The tax authority will be limited to the difference between the minimum rate and the tax rate on the payment. The minimum rate for the STTR will be 7.5% to 9%.
- Implementation
Inclusive Framework members will agree and publish an implementation plan that will include GloBE model rules with the appropriate mechanisms to facilitate the coordination of such rules that have been implemented over time, including possible multilateral implementation as with the STTR model. They include also transition rules, including the possibility of a deferred implementation of UTPR. Pillar Two should enter into force in 2022 and start to apply in 2023.
4. Final Words
According to the OECD, the new paradigm of international taxation of corporate income brings important benefits. Under Pillar One, it is estimated that taxation rights in respect of more than $ 100 billion of profits will be reallocated annually to market jurisdictions. In addition, the global minimum corporate income tax under Pillar Two was projected to collect, per year, about $ 150 billion in additional tax revenue. There are also benefits from the stabilization of the international tax system and greater tax certainty.
In this context, the Latin American countries should take advantage of the collection opportunities posed by the new international taxation paradigm, given that they are important markets for MNEs (Pillar One) as well as to counteract the BEPS practices of MNEs and the subsequent collection losses of the corporate income tax, which results from one of the main sources of tax revenue (Pillar Two). Some voices (Latindadd, TJN, Oxfam) warn about the need to raise the minimum rate and also about the privilege that this pillar two would grant to developed countries, headquarters of the main parent companies (IIR rule). The average corporate income tax rate is relatively high (above 15%, except for Paraguay), therefore, incentives to relocate income may persist. Finally, this opportunity will allow countries to compete for investment without sacrificing tax revenue.
[1]The list of subscribers can be consulted at: https://www.oecd.org/tax/beps/oecd-g20-inclusive-framework-members-joining-statement-on-two-pillar-solution-to-address-tax-challenges-arising-from-digitalisation-july-2021.pdf.
[2]Regulated and extractive financial services are excluded.
[3]Including the tax certainty on Amount A, with the relevant review as of 7 years after the entry into force of the agreement and completion of the review in no more than one year.
[4]According to the design in the previously published blueprint in relation to pillar 1, it was estimated to reach 2,300 companies.
[5]GDP less than 40 billion euros.
[6]As determined in BEPS Action 13 (country-by-country reports)
[7]Government entities, international organizations, non-profit organizations, pension funds or investment funds that are ultimate parent entities (UPE) of an MNE Group or any holding vehicle used by said entities, organizations, or funds are not subject to GloBE rules.
[8]With respect to existing tax distribution systems, there will be no additional tax liability if profits are distributed within 3-4 years and are taxed at or above the minimum level.

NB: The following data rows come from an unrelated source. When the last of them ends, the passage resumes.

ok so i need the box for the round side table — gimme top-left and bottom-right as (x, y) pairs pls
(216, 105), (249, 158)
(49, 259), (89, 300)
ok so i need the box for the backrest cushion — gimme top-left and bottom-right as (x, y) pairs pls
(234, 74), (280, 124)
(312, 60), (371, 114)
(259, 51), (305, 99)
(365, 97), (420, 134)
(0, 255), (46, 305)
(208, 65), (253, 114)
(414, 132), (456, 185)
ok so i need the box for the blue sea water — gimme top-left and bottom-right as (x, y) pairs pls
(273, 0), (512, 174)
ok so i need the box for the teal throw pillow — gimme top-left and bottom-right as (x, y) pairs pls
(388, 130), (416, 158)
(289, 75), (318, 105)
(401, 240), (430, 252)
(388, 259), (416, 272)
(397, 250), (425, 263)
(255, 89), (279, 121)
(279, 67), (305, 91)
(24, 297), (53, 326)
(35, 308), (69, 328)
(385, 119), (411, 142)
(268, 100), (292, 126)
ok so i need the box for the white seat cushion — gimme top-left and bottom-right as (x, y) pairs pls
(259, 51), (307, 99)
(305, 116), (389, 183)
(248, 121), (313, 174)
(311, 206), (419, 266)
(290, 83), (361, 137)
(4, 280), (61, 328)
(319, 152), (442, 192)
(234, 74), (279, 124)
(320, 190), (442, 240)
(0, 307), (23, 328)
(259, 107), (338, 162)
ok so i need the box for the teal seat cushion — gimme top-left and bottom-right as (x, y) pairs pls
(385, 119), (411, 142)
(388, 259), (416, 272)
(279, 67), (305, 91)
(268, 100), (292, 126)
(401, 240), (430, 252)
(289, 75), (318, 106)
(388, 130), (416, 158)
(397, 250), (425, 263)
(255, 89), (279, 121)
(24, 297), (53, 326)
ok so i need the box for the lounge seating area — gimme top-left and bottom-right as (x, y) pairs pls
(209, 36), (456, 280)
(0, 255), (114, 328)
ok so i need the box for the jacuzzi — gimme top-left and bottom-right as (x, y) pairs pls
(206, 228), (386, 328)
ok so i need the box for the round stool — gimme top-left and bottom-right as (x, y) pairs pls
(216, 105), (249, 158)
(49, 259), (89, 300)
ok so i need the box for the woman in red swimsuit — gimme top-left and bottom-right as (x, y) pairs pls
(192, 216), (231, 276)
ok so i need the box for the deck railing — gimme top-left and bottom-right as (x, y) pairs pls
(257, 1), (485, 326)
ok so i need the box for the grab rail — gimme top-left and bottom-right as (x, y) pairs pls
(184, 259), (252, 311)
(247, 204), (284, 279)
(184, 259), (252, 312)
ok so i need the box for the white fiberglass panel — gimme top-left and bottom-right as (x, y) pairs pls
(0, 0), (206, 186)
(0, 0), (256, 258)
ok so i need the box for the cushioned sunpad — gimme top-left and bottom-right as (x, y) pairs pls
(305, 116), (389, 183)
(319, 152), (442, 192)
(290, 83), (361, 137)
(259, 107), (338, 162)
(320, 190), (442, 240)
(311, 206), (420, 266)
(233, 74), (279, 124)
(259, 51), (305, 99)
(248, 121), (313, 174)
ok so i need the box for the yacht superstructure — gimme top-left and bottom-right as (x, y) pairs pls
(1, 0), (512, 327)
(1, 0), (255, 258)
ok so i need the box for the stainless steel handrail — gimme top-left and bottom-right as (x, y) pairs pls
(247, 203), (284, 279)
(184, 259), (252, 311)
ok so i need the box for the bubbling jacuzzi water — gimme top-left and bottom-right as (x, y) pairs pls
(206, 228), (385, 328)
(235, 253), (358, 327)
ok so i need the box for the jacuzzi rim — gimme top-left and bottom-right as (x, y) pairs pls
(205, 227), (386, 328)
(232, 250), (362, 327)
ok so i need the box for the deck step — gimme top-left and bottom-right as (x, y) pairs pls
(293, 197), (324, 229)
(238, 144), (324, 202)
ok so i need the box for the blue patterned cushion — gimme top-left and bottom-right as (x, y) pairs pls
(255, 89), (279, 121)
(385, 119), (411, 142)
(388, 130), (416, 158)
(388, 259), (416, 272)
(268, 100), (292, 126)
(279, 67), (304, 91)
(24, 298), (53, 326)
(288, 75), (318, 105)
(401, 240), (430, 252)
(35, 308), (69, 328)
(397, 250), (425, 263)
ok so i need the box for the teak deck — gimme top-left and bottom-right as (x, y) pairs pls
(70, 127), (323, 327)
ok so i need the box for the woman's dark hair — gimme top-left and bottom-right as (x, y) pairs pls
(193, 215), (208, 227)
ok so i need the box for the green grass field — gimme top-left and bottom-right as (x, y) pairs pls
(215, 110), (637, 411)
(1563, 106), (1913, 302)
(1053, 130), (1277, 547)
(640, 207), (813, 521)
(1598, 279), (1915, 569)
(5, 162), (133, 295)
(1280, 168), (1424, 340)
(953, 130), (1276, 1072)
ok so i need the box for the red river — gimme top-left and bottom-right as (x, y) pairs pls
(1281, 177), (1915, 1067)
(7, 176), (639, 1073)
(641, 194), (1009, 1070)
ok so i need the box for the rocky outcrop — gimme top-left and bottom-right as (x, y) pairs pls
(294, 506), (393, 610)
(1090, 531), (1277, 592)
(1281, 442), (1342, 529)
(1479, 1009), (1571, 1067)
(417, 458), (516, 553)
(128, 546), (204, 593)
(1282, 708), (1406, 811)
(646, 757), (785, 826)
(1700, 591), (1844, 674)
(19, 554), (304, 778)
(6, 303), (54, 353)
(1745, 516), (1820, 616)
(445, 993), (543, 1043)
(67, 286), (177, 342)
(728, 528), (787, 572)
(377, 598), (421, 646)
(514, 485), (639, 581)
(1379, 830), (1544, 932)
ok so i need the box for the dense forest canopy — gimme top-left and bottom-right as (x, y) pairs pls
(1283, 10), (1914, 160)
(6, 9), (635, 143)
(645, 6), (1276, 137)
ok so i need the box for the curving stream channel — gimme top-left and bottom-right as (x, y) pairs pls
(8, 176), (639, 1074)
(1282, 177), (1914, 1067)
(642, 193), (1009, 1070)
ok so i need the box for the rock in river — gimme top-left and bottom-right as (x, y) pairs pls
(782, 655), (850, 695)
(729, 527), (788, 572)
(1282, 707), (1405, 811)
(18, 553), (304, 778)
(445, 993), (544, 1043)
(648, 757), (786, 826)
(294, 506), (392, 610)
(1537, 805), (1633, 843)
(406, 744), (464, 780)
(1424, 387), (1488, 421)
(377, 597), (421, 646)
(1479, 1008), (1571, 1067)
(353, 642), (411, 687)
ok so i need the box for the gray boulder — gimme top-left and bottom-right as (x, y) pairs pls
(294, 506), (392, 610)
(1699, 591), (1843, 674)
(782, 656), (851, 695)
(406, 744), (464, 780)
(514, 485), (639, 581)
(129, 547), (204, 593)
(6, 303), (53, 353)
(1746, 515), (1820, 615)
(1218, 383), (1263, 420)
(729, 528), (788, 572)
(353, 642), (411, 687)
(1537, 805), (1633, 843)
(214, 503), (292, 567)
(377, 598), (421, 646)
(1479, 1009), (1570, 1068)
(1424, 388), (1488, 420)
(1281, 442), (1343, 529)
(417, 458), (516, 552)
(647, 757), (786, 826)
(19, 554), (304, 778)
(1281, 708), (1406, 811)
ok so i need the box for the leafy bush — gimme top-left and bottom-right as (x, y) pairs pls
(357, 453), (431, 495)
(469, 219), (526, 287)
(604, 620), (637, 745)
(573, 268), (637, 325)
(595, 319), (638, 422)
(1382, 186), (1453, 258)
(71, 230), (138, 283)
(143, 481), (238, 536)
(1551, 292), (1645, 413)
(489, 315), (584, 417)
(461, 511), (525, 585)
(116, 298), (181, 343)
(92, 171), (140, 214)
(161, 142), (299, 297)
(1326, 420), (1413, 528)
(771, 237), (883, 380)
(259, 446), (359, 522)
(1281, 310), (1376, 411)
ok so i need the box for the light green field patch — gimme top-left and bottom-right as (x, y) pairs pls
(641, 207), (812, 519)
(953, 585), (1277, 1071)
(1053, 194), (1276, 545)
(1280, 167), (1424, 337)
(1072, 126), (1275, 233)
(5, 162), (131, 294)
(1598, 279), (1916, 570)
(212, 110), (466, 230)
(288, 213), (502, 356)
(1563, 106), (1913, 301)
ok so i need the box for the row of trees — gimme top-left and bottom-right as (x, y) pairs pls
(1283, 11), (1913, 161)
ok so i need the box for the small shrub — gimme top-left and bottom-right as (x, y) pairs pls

[9]“Global intangible low-taxed income” seeks to neutralize in some way the exemption on dividends in the cases in which it applies to North American shareholders, who must tax – at a determined effective rate – the “intangible” income – excess of the income obtained above a “tangible” profit, represented by an established return on tangible assets – obtained by foreign corporations at the time of accrual.